Managing director Nicholas Mumford, a former executive with Santos, said the group had successfully completed trials in Europe of the gasification process, and was heading into the next stage of the Riverbend Energy Hub project.
Mr Mumford is one of the shareholders in the project which aims to be up and running with its first stage by 2025 operating a facility capable of processing up to 60,000 tonnes of biomass and landfill waste.
According to The Australian Financial Review, Australia’s largest semiconductor maker, Morse Micro, has spent more than $80 million over the last two years preparing to scale up the production of its chips, as the Sydney-based start-up eyes its first big sales.
Morse Micro was founded in 2016 by two former employees of US-based semiconductor giant Broadcom, Andrew Terry and Michael De Nil, who have focused on developing chips that provide a robust and reliable Wi-Fi connection over a long range.
The heavily backed company has manufactured more than 2 million chips in its Singapore facility since it began mass production of its energy-efficient, long-range Wi-Fi HaLow chips in August.

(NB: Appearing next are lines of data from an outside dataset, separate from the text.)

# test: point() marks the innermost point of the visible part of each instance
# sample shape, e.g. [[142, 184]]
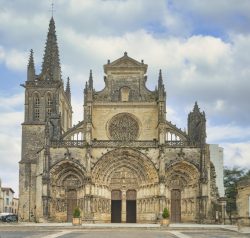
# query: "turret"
[[67, 90], [197, 126]]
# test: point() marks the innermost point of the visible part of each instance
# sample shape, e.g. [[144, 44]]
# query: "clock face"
[[123, 127]]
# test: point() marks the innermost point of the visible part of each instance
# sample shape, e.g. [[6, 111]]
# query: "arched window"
[[49, 100], [36, 107]]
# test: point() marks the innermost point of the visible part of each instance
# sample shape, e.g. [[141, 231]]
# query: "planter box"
[[76, 221], [165, 222]]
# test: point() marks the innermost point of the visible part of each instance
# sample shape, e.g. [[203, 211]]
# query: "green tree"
[[231, 178]]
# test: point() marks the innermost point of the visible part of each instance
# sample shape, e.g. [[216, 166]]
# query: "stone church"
[[124, 162]]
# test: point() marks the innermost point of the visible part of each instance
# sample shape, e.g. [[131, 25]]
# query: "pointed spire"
[[68, 91], [90, 80], [31, 67], [160, 81], [51, 68]]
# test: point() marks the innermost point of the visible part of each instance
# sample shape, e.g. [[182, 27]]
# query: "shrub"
[[165, 213], [76, 212]]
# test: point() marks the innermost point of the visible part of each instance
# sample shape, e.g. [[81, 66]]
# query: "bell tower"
[[46, 102]]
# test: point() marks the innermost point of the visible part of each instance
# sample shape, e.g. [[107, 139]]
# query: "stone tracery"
[[123, 127]]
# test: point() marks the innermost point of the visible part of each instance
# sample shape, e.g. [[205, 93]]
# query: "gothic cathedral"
[[124, 162]]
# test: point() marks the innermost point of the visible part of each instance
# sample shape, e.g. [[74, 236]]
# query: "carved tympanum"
[[123, 127]]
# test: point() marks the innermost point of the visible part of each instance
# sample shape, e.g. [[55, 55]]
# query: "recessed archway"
[[127, 171]]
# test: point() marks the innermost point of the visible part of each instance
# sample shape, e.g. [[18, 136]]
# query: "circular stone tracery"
[[123, 127]]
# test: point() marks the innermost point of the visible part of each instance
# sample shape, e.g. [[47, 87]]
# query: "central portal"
[[123, 207], [131, 206], [71, 203], [175, 205], [116, 206]]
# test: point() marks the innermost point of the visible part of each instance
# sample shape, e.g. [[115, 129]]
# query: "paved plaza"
[[66, 230]]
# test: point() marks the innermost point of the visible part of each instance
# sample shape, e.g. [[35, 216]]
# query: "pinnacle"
[[68, 91], [51, 68], [31, 67], [160, 81], [90, 80], [31, 60], [196, 107]]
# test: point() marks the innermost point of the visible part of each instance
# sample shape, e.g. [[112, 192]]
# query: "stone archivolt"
[[181, 174], [67, 173], [135, 163]]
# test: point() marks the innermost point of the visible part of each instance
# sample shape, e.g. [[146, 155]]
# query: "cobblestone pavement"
[[54, 232]]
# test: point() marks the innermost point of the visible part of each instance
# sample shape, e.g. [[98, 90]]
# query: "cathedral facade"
[[124, 162]]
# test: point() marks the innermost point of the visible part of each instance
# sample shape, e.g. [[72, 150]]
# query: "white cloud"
[[10, 139], [237, 154], [227, 132]]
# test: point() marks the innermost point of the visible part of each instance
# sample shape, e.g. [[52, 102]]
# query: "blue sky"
[[202, 48]]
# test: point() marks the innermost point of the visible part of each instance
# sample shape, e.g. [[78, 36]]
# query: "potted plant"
[[165, 216], [77, 217]]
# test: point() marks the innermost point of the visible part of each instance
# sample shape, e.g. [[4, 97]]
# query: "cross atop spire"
[[52, 8], [160, 82], [90, 80], [51, 69]]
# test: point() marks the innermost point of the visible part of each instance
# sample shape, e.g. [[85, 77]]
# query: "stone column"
[[222, 202], [124, 207]]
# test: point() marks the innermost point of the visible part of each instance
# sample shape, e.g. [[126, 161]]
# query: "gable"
[[124, 63]]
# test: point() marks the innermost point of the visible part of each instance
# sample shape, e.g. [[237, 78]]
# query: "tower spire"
[[68, 91], [31, 67], [90, 80], [51, 69]]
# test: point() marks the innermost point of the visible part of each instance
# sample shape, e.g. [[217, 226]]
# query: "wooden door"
[[116, 206], [71, 203], [175, 206], [131, 206]]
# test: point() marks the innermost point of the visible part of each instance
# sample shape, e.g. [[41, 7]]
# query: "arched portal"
[[67, 184], [129, 172], [182, 182]]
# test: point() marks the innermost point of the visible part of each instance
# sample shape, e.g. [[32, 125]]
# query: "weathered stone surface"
[[123, 145]]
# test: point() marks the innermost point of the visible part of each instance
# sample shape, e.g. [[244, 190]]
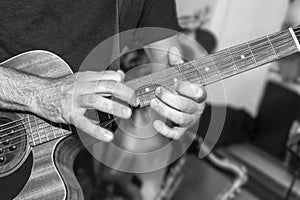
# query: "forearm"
[[17, 89]]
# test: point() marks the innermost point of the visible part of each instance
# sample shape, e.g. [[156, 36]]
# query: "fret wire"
[[30, 129], [37, 128], [52, 129], [204, 62], [252, 53], [233, 60], [46, 133]]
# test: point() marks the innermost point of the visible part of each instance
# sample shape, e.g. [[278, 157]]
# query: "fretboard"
[[41, 132], [220, 65]]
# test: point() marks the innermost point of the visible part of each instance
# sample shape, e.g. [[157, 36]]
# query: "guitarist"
[[72, 29]]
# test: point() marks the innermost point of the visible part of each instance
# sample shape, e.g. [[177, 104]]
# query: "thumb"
[[175, 57]]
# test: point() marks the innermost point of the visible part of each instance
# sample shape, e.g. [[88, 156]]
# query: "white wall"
[[234, 22]]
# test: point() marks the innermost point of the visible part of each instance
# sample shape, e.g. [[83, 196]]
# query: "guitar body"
[[43, 171]]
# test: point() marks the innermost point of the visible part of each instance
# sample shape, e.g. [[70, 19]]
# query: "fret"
[[30, 130], [262, 50], [242, 57], [38, 132], [224, 63], [272, 47], [45, 131], [235, 66], [252, 53], [208, 70], [52, 130], [42, 131], [61, 130], [191, 73], [283, 43], [49, 131]]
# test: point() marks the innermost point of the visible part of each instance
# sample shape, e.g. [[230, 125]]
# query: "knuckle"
[[199, 93], [110, 84]]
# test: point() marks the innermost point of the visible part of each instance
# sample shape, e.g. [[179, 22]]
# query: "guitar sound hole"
[[13, 142]]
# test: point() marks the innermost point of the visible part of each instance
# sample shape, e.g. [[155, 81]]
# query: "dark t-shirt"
[[72, 28]]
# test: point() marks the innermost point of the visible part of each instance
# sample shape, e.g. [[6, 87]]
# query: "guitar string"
[[22, 135], [259, 46], [173, 72], [22, 141]]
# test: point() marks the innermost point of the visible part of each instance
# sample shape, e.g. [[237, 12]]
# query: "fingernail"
[[158, 91], [122, 75], [157, 125], [153, 103], [108, 136], [126, 111]]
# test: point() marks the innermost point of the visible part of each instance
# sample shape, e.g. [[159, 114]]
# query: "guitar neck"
[[206, 70], [221, 65], [41, 132]]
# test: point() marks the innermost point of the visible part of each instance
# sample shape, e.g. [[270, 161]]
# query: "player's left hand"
[[183, 106]]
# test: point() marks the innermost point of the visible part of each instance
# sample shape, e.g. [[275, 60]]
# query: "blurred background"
[[257, 154]]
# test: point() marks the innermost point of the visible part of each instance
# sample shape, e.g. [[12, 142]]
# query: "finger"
[[176, 101], [118, 90], [173, 133], [90, 76], [94, 101], [174, 115], [92, 129], [191, 90], [175, 57]]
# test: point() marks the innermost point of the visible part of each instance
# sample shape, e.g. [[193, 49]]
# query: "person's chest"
[[68, 28]]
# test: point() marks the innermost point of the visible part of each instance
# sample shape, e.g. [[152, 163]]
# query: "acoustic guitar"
[[36, 156]]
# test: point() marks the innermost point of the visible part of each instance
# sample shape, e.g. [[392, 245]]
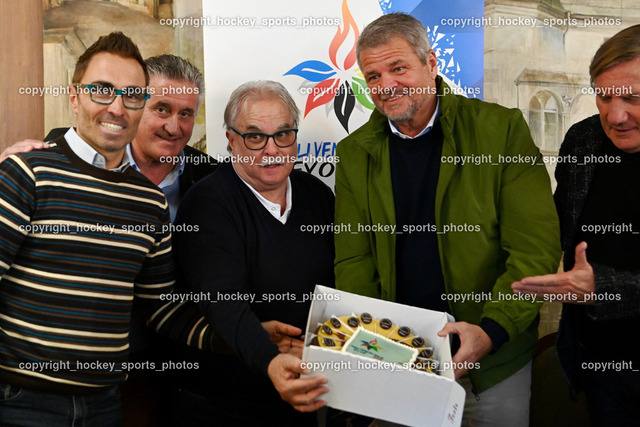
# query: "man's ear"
[[73, 98]]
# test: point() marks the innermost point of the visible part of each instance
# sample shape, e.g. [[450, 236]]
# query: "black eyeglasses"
[[257, 140], [133, 97]]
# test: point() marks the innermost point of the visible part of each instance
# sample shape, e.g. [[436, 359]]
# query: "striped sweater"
[[78, 243]]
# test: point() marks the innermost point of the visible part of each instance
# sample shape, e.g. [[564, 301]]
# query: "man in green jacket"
[[448, 202]]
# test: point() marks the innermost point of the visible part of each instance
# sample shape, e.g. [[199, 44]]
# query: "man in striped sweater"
[[83, 234]]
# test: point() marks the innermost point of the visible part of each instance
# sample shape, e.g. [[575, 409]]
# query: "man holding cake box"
[[482, 226]]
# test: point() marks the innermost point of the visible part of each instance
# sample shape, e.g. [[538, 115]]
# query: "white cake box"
[[381, 390]]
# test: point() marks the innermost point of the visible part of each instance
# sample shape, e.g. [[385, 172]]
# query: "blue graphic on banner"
[[460, 49], [389, 6]]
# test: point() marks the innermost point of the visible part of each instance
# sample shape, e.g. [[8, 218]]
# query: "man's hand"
[[283, 335], [301, 393], [571, 286], [474, 343], [22, 147]]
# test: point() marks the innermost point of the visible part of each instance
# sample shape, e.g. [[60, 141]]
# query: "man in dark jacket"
[[598, 177]]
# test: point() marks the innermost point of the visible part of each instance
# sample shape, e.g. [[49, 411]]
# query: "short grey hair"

After seven years of research and development, chief executive Michael de Nil said Morse Micro aimed to produce “hundreds of millions of chips” in the next few years.
According to The Australian Financial Review, the Albanese government will supercharge its struggling 82 per cent clean energy goal by dramatically expanding its underwriting of green generation and storage, effectively replacing the Renewable Energy Target favoured by some wind and solar proponents.
In a major overhaul triggered by growing fears of grid instability as coal and gas exits the system, Climate Change and Energy Minister Chris Bowen will present state and territory counterparts with an expanded “Capacity Investment Scheme” at a meeting.
The shake-up, which specifically excludes support for gas projects, aims to accelerate investment in wind, solar and batteries by giving proponents certainty over their revenues.
In an effort to unlock regulatory bottlenecks, it also contains incentives for states and territories who streamline approval processes by dangling a greater share of six-monthly “capacity auctions”.